Ein Autor, wie er im Buche steht

Benedict Wells

Eine Rezension von Hafsa Laabdallaoui, Klasse 13D

„Ich kenne den Tod schon lange, doch jetzt kennt der Tod auch mich.“ Jules, der Ich-Erzähler, erwacht nach einem schweren Motorradunfall aus dem Koma. Während er also mit einem dröhnenden Kopf im Krankenhaus liegt, erinnert er sich an seine Vergangenheit. Er und seine zwei Geschwister wachsen in einem behüteten Umfeld auf, bis ihre Eltern bei einem tragischen Unfall ums Leben kommen. Im Internat driften die Lebenswege der drei schließlich auseinander, und auch wenn sie glauben, den Schicksalsschlag überwunden zu haben, holt er sie immer wieder auf dem Weg des Erwachsenwerdens ein.

„Vom Ende der Einsamkeit“ war meine erste Begegnung mit Benedict Wells zartem, aber trotzdem brutal ehrlichem Schreibstil. Von ihm lernte ich, dass „das Leben kein Nullsummenspiel [ist]. Es schuldet einem nichts, und die Dinge passieren, wie sie passieren. Manchmal gerecht, so dass alles einen Sinn ergibt, manchmal so ungerecht, dass man an allem zweifelt.“ Wells vermittelt den Leser*innen das Gefühl, selbst in die Handlung verwickelt zu sein und jeden Moment mit den Protagonisten gemeinsam zu durchleben.

Benedict Wells Bücher haben die Eigenschaft, dass man sie nicht aus der Hand legen kann. In jeder freien Minute, egal ob zu Hause, in der Schule oder in der Bahn, nutzte ich die Möglichkeit, um weiterzulesen und in der restlichen Zeit fragte ich mich, wie es wohl weitergehen würde.

Beispielbild (Quelle: www.pixabay.com)

Aber auch lange, nachdem ich fertig war, musste ich noch oft an Jules und seine Geschichte denken. Genauso einzigartig ist auch Wells Begabung, Charaktere zu erfassen und sie zu skizzieren. Sei es der Lehrer mittleren Alters aus „Becks letzter Sommer“, der seiner Arbeit überdrüssig geworden ist und nun das Abenteuer sucht, oder der 15-jährige Sam, dessen Leben sich in einem Sommer um 180 Grad wendet.

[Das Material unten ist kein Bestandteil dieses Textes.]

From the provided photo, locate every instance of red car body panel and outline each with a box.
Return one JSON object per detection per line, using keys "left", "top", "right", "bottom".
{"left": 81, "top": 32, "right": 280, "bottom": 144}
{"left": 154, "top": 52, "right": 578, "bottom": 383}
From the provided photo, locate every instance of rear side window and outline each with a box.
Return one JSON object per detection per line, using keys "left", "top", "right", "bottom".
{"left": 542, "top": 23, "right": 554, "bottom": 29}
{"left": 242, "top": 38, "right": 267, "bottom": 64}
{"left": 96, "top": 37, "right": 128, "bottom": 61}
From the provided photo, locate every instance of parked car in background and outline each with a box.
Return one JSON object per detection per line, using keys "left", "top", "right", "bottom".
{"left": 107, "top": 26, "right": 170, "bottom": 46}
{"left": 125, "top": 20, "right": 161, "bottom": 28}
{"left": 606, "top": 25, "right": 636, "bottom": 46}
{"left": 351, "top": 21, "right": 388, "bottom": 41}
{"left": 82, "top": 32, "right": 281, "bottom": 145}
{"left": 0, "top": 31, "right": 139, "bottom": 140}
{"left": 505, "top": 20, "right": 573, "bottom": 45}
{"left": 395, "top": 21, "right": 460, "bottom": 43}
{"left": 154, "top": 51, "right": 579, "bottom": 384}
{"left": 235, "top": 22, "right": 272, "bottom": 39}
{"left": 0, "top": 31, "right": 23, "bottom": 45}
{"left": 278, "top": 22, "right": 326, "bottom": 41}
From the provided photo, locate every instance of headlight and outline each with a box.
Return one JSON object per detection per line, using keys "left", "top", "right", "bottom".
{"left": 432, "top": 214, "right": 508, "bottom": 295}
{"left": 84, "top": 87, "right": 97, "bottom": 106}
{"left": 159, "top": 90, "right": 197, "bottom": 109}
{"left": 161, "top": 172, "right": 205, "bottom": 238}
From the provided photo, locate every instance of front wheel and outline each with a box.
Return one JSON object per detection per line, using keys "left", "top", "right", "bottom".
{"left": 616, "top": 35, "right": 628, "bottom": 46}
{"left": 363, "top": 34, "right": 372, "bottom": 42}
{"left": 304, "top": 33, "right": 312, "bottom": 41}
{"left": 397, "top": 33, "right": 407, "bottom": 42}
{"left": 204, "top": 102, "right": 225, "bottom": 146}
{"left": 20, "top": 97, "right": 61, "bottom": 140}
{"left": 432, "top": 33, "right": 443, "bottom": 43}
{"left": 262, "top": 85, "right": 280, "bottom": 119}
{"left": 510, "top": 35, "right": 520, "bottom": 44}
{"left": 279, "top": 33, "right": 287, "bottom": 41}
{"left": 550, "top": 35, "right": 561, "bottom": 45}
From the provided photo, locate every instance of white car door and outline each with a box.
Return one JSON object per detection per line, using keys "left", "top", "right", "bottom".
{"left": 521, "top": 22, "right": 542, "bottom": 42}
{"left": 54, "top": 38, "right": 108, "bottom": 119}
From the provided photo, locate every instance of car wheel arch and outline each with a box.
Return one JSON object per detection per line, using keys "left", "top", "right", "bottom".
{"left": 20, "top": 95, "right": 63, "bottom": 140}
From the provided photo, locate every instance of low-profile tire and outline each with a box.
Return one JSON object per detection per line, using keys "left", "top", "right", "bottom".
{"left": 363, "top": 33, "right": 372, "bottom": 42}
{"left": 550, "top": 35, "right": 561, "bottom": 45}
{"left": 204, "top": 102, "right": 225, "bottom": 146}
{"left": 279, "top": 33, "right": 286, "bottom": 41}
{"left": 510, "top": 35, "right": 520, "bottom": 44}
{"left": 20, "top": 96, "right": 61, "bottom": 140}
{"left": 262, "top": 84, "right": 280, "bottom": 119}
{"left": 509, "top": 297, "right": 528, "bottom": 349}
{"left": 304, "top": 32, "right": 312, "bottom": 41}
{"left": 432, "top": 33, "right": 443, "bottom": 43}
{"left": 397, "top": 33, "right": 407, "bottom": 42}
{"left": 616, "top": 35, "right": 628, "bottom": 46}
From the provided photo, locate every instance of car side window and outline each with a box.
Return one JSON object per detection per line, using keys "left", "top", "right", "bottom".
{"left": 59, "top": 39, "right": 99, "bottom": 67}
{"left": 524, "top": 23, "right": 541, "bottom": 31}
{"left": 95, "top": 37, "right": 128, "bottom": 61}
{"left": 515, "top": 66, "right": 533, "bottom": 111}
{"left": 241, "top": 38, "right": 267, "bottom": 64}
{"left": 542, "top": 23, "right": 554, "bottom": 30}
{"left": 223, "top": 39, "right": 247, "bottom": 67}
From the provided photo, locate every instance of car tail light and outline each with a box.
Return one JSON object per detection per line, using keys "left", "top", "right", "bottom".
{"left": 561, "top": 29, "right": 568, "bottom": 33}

„Die Leser staunten über einen 23-jährigen Autor, der so viel von den Sehnsüchten der Menschen versteht.“ (Süddeutsche Zeitung) Es scheint, als habe Wells selbst all diese Leben schon einmal gelebt, derart präzise gelingt es ihm seine Protagonisten, aber vor allem ihr tiefstes Inneres darzustellen. Ganz falsch ist das nicht. In jedem Buch scheint ein kleines Stück seines eigenen Lebens verarbeitet zu sein, wie etwa seine Zeit im Internat. Der ursprünglich aus München stammende Schriftsteller veröffentlichte seinen ersten Roman 2008 mit knapp 24 Jahren. Seitdem erschienen 5 weitere Werke, darunter auch eine Kurzgeschichtensammlung. Insgesamt gewann er damit 7 Preise, mitunte auch 2016 den „Literaturpreis der Europäischen Union“ für sein Werk: „Vom Ende der Einsamkeit“.

Beispielbild (Quelle: www.pixabay.com)

Ein Einzelfall ist Wells Erfolg als Autor in seiner Familie aber nicht. Besonders überrascht war ich über die Verwandtschaftsverhältnisse zwischen Wells und Ferdinand von Schirach, zwei Autoren, die unterschiedlicher nicht sein könnten. Schirach selbst ist bekannt für seine beinahe schon sachlichen juristischen Romane. Die Fähigkeit, tief gehende Emotionen im Leser auszulösen, teilen sich aber beide. Wenn ich mich abschließend also frage, was einen guten Autor ausmacht, dann ist es genau diese Begabung. Deswegen ist Wells sprichwörtlich „ein Autor, wie er im Buche steht“.